Support for judgement

Random sequence generation (selection bias)

Low risk

Quote: “Women were randomly assigned to either metformin or insulin by the central investigational drug pharmacy at UT Health in Houston, TX”.

Allocation concealment (selection bias)

Low risk

As above, and quote: “This randomization was conducted independent of the medication the participant was receiving before the onset of pregnancy”.

Blinding of participants and personnel (performance bias)
All outcomes

High risk

Quote: “open‐label”

Blinding of outcome assessment (detection bias)
All outcomes

Unclear risk

As above; though blinding of outcome assessment was not specifically detailed.
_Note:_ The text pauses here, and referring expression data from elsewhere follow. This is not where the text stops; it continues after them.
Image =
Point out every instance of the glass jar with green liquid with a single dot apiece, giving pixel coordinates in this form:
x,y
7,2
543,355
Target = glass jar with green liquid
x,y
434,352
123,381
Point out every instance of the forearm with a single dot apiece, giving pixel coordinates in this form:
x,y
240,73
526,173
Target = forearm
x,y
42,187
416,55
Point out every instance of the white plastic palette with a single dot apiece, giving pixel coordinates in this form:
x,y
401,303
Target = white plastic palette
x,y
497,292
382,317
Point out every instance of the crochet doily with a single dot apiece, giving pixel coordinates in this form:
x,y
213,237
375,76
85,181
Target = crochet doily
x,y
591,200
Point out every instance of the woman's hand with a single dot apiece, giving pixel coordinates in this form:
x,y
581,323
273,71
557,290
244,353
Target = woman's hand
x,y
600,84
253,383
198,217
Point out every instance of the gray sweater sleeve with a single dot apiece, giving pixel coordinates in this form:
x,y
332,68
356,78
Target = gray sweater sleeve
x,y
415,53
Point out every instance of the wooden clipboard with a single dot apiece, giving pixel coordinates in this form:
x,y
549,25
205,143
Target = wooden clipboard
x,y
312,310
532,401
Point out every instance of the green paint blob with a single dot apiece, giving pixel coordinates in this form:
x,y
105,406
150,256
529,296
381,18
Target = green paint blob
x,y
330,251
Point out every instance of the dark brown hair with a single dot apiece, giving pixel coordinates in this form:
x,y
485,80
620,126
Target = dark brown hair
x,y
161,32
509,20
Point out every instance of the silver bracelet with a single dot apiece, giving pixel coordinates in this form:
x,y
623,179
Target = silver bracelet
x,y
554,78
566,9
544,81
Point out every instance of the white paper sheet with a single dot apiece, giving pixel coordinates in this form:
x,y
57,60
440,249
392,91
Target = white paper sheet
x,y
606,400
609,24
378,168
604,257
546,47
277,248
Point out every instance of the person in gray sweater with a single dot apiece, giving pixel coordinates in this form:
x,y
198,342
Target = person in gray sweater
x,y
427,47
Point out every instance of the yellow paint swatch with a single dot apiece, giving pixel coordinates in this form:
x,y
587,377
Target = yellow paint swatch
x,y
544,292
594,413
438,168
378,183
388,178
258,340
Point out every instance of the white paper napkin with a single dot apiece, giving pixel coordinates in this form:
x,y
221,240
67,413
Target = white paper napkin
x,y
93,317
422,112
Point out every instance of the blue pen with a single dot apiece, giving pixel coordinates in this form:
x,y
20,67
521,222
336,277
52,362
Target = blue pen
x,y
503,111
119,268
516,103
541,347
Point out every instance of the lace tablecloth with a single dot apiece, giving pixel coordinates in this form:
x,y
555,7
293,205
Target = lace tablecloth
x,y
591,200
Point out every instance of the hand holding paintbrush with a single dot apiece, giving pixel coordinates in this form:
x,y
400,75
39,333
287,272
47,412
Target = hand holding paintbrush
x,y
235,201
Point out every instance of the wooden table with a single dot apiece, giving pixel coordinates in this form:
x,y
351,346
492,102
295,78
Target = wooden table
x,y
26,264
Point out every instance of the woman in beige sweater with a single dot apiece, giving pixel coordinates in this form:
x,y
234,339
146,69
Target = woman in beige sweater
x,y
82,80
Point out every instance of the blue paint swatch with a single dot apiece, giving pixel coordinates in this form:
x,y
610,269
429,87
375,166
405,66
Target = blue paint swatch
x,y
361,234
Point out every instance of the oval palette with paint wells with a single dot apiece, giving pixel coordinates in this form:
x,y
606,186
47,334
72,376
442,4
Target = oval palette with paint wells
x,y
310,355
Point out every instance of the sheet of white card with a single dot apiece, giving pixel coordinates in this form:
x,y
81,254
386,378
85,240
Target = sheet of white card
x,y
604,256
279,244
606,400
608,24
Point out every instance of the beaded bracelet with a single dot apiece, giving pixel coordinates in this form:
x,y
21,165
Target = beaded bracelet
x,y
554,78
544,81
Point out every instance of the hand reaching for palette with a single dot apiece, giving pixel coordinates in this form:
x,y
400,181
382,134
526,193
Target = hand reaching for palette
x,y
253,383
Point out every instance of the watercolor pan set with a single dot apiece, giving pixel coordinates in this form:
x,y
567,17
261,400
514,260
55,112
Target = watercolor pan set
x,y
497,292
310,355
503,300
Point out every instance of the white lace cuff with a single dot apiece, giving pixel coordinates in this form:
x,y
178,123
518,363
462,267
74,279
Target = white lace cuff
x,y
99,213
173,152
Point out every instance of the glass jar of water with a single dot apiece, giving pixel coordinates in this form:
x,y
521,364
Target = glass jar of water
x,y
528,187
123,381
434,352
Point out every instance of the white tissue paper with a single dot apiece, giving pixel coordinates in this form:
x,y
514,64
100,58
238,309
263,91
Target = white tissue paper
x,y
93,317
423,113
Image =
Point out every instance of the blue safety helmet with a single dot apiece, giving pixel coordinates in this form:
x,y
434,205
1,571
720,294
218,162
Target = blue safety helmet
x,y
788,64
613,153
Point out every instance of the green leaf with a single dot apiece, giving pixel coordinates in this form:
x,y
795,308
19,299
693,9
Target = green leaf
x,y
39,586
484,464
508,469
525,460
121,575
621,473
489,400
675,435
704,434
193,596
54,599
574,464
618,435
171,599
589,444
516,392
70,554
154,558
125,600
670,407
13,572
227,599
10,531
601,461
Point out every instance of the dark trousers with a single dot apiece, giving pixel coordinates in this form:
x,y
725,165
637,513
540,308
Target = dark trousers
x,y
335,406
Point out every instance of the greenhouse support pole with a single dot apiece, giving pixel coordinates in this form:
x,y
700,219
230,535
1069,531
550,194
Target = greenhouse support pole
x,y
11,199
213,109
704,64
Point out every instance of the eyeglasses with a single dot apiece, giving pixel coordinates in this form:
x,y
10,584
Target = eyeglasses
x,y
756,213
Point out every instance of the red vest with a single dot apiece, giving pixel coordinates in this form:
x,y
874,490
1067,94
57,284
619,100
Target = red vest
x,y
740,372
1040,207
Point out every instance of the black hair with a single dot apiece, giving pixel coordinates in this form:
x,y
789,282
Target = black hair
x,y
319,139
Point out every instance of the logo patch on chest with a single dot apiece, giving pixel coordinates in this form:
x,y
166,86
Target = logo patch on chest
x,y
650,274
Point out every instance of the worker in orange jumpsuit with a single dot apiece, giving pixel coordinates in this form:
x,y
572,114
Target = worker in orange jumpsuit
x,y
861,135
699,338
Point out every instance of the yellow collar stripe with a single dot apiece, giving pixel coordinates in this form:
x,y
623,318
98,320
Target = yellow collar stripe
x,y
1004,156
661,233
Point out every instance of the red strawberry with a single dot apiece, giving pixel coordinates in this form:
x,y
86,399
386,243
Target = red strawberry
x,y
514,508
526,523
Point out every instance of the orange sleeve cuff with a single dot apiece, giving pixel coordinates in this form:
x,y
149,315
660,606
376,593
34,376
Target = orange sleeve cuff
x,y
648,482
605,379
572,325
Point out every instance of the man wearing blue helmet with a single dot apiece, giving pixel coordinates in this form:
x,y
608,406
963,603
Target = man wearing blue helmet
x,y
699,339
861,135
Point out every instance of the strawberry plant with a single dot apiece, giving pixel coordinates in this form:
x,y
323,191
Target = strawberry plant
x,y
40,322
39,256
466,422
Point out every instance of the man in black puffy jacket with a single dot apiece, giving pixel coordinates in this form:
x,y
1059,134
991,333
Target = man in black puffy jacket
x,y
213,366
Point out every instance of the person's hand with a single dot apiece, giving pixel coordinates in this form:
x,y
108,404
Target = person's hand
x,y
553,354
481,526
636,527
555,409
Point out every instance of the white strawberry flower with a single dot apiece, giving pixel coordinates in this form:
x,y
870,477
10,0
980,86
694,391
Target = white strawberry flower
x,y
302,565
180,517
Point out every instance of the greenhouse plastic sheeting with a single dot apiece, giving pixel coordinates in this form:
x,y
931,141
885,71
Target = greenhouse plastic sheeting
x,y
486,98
Incomplete outcome data (attrition bias)
All outcomes

Unclear risk

3/11 women in the metformin group were withdrawn/excluded (1 was lost; for 2 the physician started insulin) and 1/14 in the insulin group was withdrawn (changed her mind); 84% were analysed overall, with an already small sample size.

Selective reporting (reporting bias)

Low risk

Outcomes reported as per trial registration; no evidence of selecting outcome reporting.

Other bias

Unclear risk

Baseline characteristics reported to be 'similar'; though difficult to determine with small numbers (e.g. more morbidly obese women in the insulin group: 38.5% versus 12.5%).